When I first heard that the President won the Nobel Peace Prize, I was really shocked. My first question, and that of everyone I spoke to this morning, was, "Why?" I was anxious to hear what the professional pundit’s reactions would be. My prediction would be skepticism from the Right, and unbridled glee from the Left. I was only half-right. Other conservatives responded as I did, with confusion and bewilderment.

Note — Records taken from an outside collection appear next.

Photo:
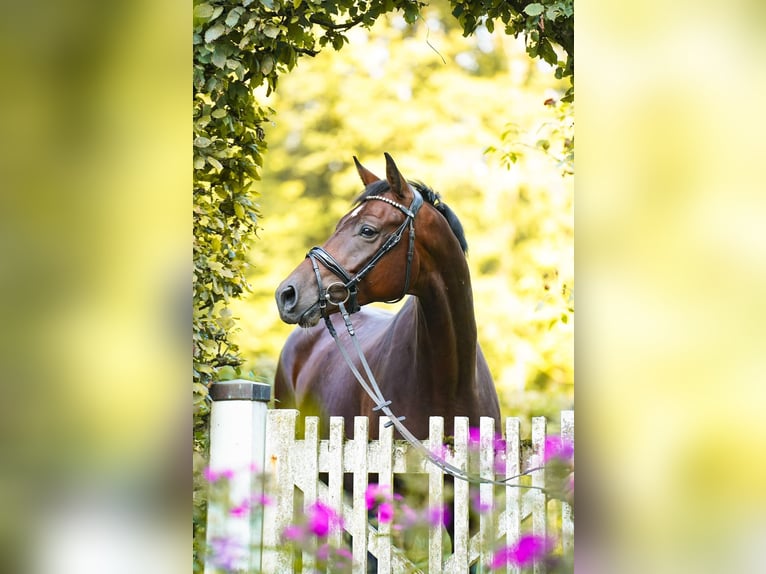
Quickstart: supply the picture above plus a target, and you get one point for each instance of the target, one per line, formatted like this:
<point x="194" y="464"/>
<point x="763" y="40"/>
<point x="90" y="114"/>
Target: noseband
<point x="346" y="289"/>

The reaction from the Left, though, surprised me. While some are all but dancing in the streets, some Leftists — major ones at that — are also confused. Matt Lauer said, “We’re less than a year into the first term of this president and there are no — I’m not trying to be, you know, rude here — no major foreign policy achievements, to date.” He even asked David Gregory, “So, what you’re saying in some ways and, again, not to be rude here or sarcastic, that in some ways he wins this award for not being George W. Bush?” to which Gregory responded, “I think that that is an inescapable conclusion about all of this.” I never thought I’d agree with a post on the The Daily Beast, but I think Peter Beinart got it right:
The Nobel Prize Committee should be in the business of conferring celebrity on unknown human-rights and peace activists toiling in the most god-forsaken parts of the world; the people who really need the attention (and even the money). It should be in the business of angering powerful tyrants by giving their victims a moment in the sun. Choosing Barack Obama, who practically orbits the sun already, accomplishes the exact opposite of that. Let’s hope Obama eventually deserves this award. And let’s hope the Nobel Committee’s decision meets with such a deafening chorus of chortles and jeers that it never does something this stupid again.
When it comes down to it, I really don’t care who wins the award. It’s been mostly a farce for years now, with terrorists like Yasser Arafat and warm-mongering junk scientists* like Al Gore winning, I don’t think it’s had any real credibility for a long time. Adam Graham at Race 4 2012 sums it up nicely. What bothers me is how weird it is putting a man who has only talked about peace next to those who labored in slums or languished in prisons. It boggles the mind.
*I say junk science because I don’t buy the sky is falling proclamations of Gore and his ilk. Even if one assumes he’s right, though, how is fighting melting ice caps related to peace? Because people might someday fight over dry land in some sort real life Water World scenario? Absurd.